The similarity between our definition of the convolutional layer and the discrete convolution allows network design comparable to image analysis networks. Our architectures are widely inspired from the literature on CNN for 2D computer vision tasks and particularly LeNet-like models[LBBH98] for classification and U-net [RFB15] for segmentation and regression.
The classification network is presented on figure 4 (top). It is a stack of five convolutional layers followed by a linear layer with a number of outputs corresponding to the number of classes. After the first convolutional layer, the point cloud is reduced to 1024 points, and then downsized by a factor 4 at each layer, except the last one where information is compressed to one output with 96 features. This output is then used by a linear layer with output number equal to the number of classes.
The segmentation network (figure 4) has an encoder-decoder structure, similar to U-net. The encoder has the same structure as the classification network and the decoder is composed of a stack of five convolutions and a linear layer. In the decoder the points used for upsampling are the same as the points at corresponding size in the encoder. The features from the encoder and the decoder are concatenated at the input of the convolutional layers of the decoder. Finally, the last layer is a point-wise linear layer, with the same purpose as in the previous layer.
For all the convolutions, we choose 27 kernel elements. This number has been chosen with reference to the number of elements of 3D convolution kernel. Future works will include an extensive study of the influence of the number of kernel elements. The number of neighbors used for convolution is noted on figure 4. It varies from 4 for deconvolution to 16 for the first convolutions.
We train the networks using a stochastic gradient descent with Adam optimizer. In order to make training compatible with mini-batch training, we use the same input point cloud size for each sample and the neighborhood sizes are fixed for each convolutional layer. This ensures that even tough the spatial structure is randomly generated (random selection of the points in layers with dimension reduction), the global structure is similar for each sample.
The first task for experimentation is shape classification. We use the network defined in figure 4 (top).
In order to show the flexibity of the framework, we experiment in both 2D and 3D.
The 2D experiment is done on the MNIST dataset. We consider the input image as 2D points (pixel coordinates) associated with color features (grey value). Results are presented on table 1(left). For comparison, we have also reported the results from two usual 2D CNN, LeNet [LBBH98] and Network in Network [LCY13] and two methods working directly on points, PointNet++ [QYSG17] and PointCNN [LBS18].

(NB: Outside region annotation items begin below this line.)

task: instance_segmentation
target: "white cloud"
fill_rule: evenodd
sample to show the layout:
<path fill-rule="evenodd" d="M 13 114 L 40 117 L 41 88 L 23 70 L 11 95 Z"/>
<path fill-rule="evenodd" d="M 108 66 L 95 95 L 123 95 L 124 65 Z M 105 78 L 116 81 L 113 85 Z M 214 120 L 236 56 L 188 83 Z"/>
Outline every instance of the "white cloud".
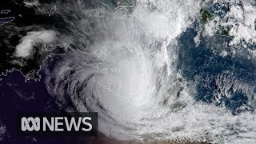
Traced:
<path fill-rule="evenodd" d="M 55 39 L 53 30 L 31 31 L 22 38 L 22 42 L 16 46 L 14 56 L 26 58 L 30 55 L 33 46 L 37 43 L 49 43 Z"/>

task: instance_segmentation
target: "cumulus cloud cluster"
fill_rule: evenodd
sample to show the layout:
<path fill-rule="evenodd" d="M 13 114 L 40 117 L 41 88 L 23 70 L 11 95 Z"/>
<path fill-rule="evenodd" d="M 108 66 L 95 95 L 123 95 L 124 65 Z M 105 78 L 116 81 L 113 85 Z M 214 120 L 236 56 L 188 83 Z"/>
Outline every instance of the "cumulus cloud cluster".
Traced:
<path fill-rule="evenodd" d="M 56 38 L 56 34 L 53 30 L 30 31 L 21 39 L 21 43 L 16 46 L 15 57 L 29 57 L 34 50 L 34 46 L 38 43 L 50 43 Z"/>

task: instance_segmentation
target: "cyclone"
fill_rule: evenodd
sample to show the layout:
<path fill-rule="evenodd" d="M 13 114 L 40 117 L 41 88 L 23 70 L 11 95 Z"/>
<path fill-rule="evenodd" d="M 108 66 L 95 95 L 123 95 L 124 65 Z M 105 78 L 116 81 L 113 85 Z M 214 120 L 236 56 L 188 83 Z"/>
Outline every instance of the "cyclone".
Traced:
<path fill-rule="evenodd" d="M 197 82 L 182 74 L 177 39 L 194 22 L 200 2 L 127 5 L 102 2 L 86 10 L 78 22 L 70 22 L 80 28 L 70 37 L 82 44 L 44 62 L 47 90 L 60 107 L 98 112 L 99 131 L 119 140 L 230 142 L 256 132 L 254 114 L 234 115 L 225 106 L 197 101 Z M 253 89 L 229 73 L 216 78 L 216 102 L 230 89 L 249 95 Z M 251 131 L 233 134 L 248 127 Z"/>

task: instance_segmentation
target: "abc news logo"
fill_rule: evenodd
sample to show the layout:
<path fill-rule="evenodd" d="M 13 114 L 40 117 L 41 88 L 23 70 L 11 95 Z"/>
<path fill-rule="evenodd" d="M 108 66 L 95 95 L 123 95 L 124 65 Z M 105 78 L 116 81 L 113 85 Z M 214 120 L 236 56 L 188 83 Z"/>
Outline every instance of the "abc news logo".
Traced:
<path fill-rule="evenodd" d="M 97 113 L 20 115 L 19 122 L 18 133 L 22 135 L 97 135 L 98 133 Z"/>

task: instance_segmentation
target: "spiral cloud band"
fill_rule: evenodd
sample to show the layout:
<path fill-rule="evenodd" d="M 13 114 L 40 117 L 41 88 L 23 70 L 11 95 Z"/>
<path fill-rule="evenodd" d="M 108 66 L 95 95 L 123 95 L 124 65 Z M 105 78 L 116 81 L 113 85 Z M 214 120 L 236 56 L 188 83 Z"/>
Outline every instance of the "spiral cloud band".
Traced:
<path fill-rule="evenodd" d="M 194 22 L 198 2 L 142 0 L 132 10 L 101 6 L 85 10 L 85 18 L 74 23 L 90 38 L 79 39 L 86 46 L 52 56 L 42 69 L 59 106 L 98 112 L 99 131 L 121 140 L 230 142 L 256 132 L 254 114 L 232 115 L 224 107 L 196 102 L 194 87 L 178 70 L 176 38 Z M 234 130 L 244 132 L 232 135 Z"/>

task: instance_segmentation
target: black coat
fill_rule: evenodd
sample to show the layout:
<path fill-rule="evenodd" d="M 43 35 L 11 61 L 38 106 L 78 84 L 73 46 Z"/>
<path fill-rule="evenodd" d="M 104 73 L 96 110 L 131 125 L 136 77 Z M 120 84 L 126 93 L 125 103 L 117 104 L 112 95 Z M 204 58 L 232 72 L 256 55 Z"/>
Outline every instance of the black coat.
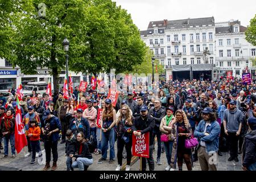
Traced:
<path fill-rule="evenodd" d="M 144 120 L 141 116 L 136 117 L 133 122 L 131 129 L 133 131 L 141 130 L 142 134 L 149 132 L 150 145 L 151 146 L 154 143 L 153 129 L 155 127 L 155 119 L 148 114 L 147 118 Z"/>

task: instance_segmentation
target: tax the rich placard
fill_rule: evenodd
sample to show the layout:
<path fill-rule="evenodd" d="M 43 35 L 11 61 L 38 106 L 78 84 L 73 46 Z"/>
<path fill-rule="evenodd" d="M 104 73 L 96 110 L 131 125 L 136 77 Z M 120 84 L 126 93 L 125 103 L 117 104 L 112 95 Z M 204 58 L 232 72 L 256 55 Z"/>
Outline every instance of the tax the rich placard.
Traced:
<path fill-rule="evenodd" d="M 139 136 L 133 134 L 133 155 L 149 158 L 149 132 Z"/>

The classification task is also experimented in the 3D, on the ModelNet40 dataset. This dataset is a set of meshes from 40 various classes (plane, cars, chairs, tables…). We generated point clouds by sampling point on the triangular faces of the meshes. In our experiments, we use an input size of 1024 points. Table 1(right) presents the results.
In both 2D and 3D, our approach is competitive with the state of the art methods. With this experiment, we show that implicit coding of the geometry (in the spatial representation) is as efficient as using point positions as features like in [QYSG17] or [LBS18].
Due to stochastic process for spatial downsampling, different runs on the same shape may result in different output: point picked may be different at each level, which implies that neighborhoods and resulting features may be diferent. To increase robustness, we run several times the spatial sampling, predict and average the output scores. This is refered as the number of sampling (1,8 or 16) in table 1. The performances increase with the number of samplings. In practice, we only presented up to 16 samplings because we observed that a larger number would not increase score significantly.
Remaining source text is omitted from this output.